Running Jobs on CSD3

SLURM is an open source workload management and job scheduling system. Research Computing clusters adopted SLURM in February 2014, but previously used Torque, Maui/Moab and Gold (referred to in the following simply as “PBS”) for the same purpose. Please note that there are several commands available in SLURM with the same names as in PBS (e.g. showq, qstat, qsub, qdel, qrerun) intended for backwards compatibility, but in general we would recommend using the native SLURM commands, as described below.

If you have any questions on how to run jobs on CSD3 do not hesitate to contact the support desk.

Accounting Commands

The following commands are wrappers around the underlying SLURM commands sacct and sreport which are much more powerful.

Note that project names in SLURM are not case sensitive.

What resources do I have available to me?

This is the first question to settle before submitting jobs to CSD3. Use the command

mybalance

to show your projects, your current usages and the remaining balances in compute unit hours.

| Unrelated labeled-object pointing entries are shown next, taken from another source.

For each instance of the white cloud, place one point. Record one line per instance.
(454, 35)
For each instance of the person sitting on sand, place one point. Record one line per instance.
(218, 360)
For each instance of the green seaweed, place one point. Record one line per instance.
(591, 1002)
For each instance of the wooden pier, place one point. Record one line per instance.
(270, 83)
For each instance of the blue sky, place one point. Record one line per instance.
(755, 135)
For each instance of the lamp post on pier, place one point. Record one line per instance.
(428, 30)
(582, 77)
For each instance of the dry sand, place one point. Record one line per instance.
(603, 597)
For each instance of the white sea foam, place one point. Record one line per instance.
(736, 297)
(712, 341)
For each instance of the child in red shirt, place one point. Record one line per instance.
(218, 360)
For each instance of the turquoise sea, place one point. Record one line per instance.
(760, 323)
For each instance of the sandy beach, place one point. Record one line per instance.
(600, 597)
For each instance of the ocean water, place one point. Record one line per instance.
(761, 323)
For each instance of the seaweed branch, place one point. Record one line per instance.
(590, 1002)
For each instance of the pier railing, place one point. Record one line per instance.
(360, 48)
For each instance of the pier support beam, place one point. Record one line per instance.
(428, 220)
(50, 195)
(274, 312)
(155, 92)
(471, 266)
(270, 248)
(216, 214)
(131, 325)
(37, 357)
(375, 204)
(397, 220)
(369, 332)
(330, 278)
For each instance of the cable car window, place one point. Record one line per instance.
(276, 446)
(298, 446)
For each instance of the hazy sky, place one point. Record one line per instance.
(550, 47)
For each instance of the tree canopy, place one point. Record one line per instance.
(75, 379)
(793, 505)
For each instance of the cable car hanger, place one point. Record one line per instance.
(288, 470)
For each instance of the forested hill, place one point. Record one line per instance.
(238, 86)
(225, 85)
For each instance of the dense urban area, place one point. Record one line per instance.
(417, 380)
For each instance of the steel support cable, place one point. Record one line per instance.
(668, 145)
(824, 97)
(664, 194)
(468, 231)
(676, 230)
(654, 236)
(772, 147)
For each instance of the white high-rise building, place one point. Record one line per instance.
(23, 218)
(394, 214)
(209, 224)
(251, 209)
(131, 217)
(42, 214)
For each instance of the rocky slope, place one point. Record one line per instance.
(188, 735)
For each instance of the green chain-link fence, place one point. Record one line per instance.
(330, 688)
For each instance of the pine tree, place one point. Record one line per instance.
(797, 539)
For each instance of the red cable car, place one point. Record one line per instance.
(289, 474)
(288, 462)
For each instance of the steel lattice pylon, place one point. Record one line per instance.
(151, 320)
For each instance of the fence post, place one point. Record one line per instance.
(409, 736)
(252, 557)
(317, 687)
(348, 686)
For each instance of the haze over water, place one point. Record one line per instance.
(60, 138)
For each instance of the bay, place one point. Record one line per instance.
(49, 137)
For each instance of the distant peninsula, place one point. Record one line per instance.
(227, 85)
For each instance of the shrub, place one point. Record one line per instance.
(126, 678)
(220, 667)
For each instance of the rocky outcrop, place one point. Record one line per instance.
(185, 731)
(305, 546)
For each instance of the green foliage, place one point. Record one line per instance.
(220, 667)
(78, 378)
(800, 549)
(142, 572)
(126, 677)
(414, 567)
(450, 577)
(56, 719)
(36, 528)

On CSD3 we are using natural compute units for each component of the facility:

  • on Peta4-Skylake we are allocating and reporting in CPU core hours
  • on Peta4-KNL we are allocating and reporting in KNL node hours
  • on Wilkes2-GPU we are allocating and reporting in GPU hours.

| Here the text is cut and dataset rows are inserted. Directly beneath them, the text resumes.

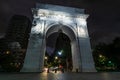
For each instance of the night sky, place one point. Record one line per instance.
(103, 22)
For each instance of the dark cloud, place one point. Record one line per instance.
(103, 22)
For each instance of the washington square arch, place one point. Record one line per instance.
(49, 19)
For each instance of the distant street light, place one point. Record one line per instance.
(56, 57)
(7, 52)
(46, 57)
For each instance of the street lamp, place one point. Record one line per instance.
(46, 57)
(60, 52)
(56, 57)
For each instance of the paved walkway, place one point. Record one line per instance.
(60, 76)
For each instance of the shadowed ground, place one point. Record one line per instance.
(60, 76)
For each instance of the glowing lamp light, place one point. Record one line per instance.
(37, 29)
(81, 32)
(56, 57)
(60, 53)
(46, 57)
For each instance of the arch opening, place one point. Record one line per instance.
(62, 39)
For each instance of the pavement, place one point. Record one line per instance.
(61, 76)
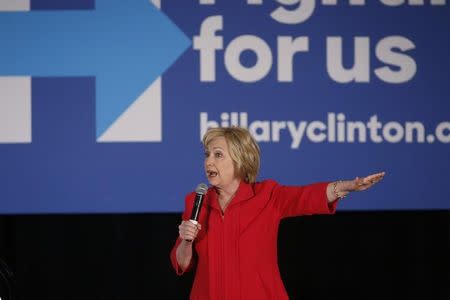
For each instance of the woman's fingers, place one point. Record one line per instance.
(188, 230)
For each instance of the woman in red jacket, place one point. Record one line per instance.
(233, 246)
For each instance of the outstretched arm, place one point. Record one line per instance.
(341, 188)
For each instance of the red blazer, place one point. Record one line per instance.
(235, 254)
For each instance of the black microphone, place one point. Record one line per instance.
(200, 192)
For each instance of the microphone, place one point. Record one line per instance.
(200, 192)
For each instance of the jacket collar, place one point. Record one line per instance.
(244, 192)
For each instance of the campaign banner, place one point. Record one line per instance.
(103, 103)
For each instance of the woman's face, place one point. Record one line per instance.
(219, 166)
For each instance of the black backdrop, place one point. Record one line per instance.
(365, 255)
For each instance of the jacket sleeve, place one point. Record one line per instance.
(309, 199)
(173, 255)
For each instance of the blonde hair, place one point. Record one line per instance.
(244, 150)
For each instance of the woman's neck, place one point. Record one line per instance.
(227, 192)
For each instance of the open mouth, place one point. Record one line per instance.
(211, 173)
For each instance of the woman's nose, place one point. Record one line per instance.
(208, 160)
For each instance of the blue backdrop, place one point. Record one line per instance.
(381, 105)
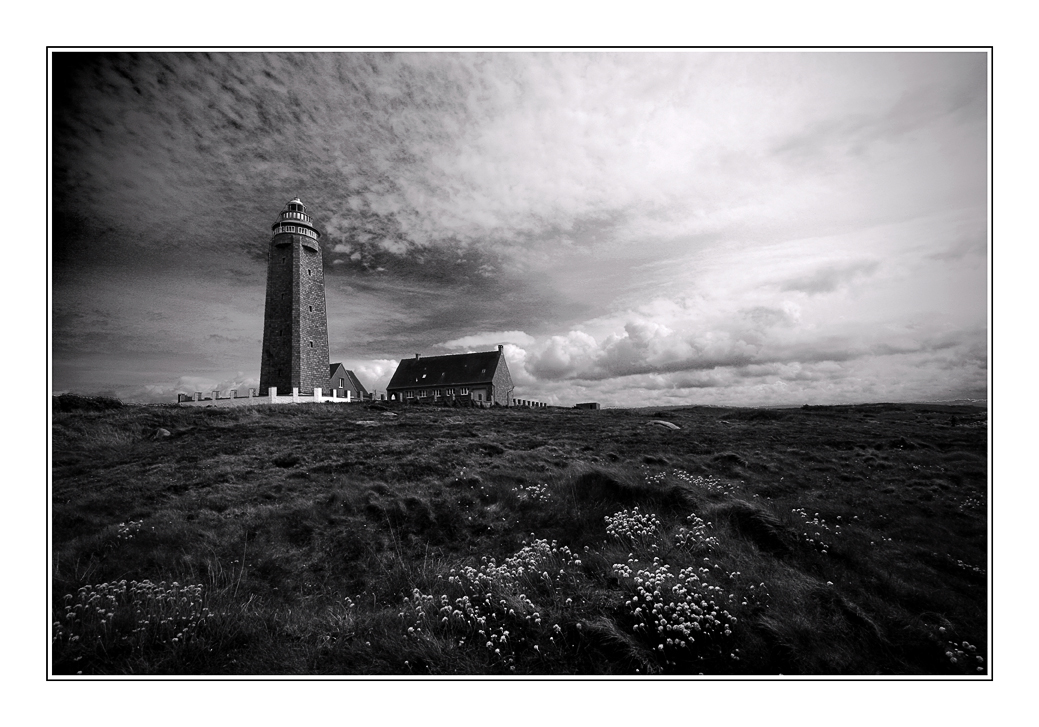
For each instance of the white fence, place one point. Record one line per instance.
(272, 398)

We have adopted the convention that projects containing Peta4-Skylake CPU hours will end in -CPU, while those holding GPU hours for Wilkes2-GPU end in -GPU, and projects containing Peta4-KNL node hours end in -KNL.

The projects listed by mybalance are the projects you may specify in SLURM submissions either through

#SBATCH -A project

in the job submission script or equivalently on the command line with

sbatch -A project ...

Where -CPU projects should be used for Peta4-Skylake jobs, -KNL projects for Peta4-KNL and -GPU projects for Wilkes2. See the Submitting jobs section for details on submitting to each cluster.

How many core hours does some other project or user have?

gbalance -p T2BENCH-SL2-CPU
User           Usage | Account Usage         | Account Limit Available (hours)
---------- --------- + -------------- ------ + ------------- ---------
xyz10              0 | T2BENCH-SL2-CPU     0 | 200,000          200,000

This outputs the total usage in core hours accumulated to date for the project, the total awarded and total remaining available (i.e. to all members). It also prints the component of the total usage due to each member.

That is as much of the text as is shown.